Sua casa parecia apagada entre as casas da rua. Por fora era uma coleção de muitas superfícies brancas. Seus irmãos nunca brincavam na rua, pareciam se divertir muito dentro da casa. Talvez houvesse mesmo ali como eu imaginava, passagens secretas.
        A mãe da menina decorava a casa com toda a sorte de objetos pequenos e muito floridos e estava sempre sorrindo gratuitamente. Aos finais de semana, a casa recebia os familiares e ouviam-se muitos risos e o bater de louças e talheres. Nessas ocasiões as crianças eram ignoradas, e medida que estivessem bem alimentadas, podiam brincar. Ela nunca se juntava aos outros.
       A menina andava diferente, mas era sempre calada, só eu sabia o que ela pensava, pois aprendi a observar. Gostava colecionar flores que achava no caminho de volta da escola, não pela beleza imediata delas, mas para ver como elas iam perdendo a cor quando iam envelhecendo. Ela dizia como quem pede socorro: “Olhe, o tempo leva embora tudo”. Eu sabia o que ela queria dizer, mas isso nunca me seria permitido compreender, então eu me calava, como faço agora. Só posso revelar que ela gostava do tempo passando.

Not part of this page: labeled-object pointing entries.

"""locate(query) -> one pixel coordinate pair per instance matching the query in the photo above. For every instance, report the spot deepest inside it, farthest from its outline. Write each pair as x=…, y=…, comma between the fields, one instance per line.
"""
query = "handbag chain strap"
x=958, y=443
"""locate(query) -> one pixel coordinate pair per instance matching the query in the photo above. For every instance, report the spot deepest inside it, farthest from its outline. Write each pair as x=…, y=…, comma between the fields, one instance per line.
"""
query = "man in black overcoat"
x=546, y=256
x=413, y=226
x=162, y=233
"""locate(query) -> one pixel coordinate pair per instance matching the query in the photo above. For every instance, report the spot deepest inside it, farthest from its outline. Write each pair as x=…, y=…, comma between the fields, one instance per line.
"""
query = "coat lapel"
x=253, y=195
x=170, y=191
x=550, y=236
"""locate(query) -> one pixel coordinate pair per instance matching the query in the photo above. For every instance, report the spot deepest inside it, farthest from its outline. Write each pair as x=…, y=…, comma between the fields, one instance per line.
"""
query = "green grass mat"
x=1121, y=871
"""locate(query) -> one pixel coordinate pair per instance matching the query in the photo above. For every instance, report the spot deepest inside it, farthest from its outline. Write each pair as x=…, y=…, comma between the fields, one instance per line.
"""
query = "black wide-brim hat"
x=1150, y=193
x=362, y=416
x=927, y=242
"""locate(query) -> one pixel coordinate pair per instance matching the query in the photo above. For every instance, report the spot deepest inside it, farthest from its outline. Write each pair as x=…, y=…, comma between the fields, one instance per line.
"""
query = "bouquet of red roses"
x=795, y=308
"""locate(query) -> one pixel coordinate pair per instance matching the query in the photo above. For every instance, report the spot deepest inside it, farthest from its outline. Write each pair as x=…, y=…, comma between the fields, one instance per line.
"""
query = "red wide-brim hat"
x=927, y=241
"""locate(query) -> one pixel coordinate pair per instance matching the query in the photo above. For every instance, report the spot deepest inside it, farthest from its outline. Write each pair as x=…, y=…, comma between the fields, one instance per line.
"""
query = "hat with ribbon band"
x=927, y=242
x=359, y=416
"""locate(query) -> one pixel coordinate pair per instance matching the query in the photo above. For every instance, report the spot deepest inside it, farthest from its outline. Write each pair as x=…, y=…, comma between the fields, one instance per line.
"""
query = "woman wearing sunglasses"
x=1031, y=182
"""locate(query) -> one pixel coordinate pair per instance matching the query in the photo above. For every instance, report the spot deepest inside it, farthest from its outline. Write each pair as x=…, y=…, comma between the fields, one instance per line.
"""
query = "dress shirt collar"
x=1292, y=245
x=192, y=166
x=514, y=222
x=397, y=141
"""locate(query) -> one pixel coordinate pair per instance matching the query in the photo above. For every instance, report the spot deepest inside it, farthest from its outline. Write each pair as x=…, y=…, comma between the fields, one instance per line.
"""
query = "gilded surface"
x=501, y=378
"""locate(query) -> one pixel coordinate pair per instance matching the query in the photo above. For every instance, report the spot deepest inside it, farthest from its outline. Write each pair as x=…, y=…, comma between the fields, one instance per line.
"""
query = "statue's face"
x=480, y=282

      Ela tinha então 14 anos, e isso a faria estar muito perto do mundo dos adultos, onde, ao contrário do mundo em que eu ainda vivia, tudo era definitivo. E Justamente por ela escolher sempre os caminhos mais solitários é que agora tinha que se virar do avesso para estar fora, viver no mundo do lado de fora é perigoso.
       Suas horas, quando acordada eram de espera, e quando fechava os olhos o mundo fazia silêncio. Pelo que esperava? Todos esperam por alguma coisa, mas nem sempre se sabe pelo que se espera. Ela esperava por saber de si. Algumas pessoas tem a coragem de esperar para sempre, ou seja, nunca esperar.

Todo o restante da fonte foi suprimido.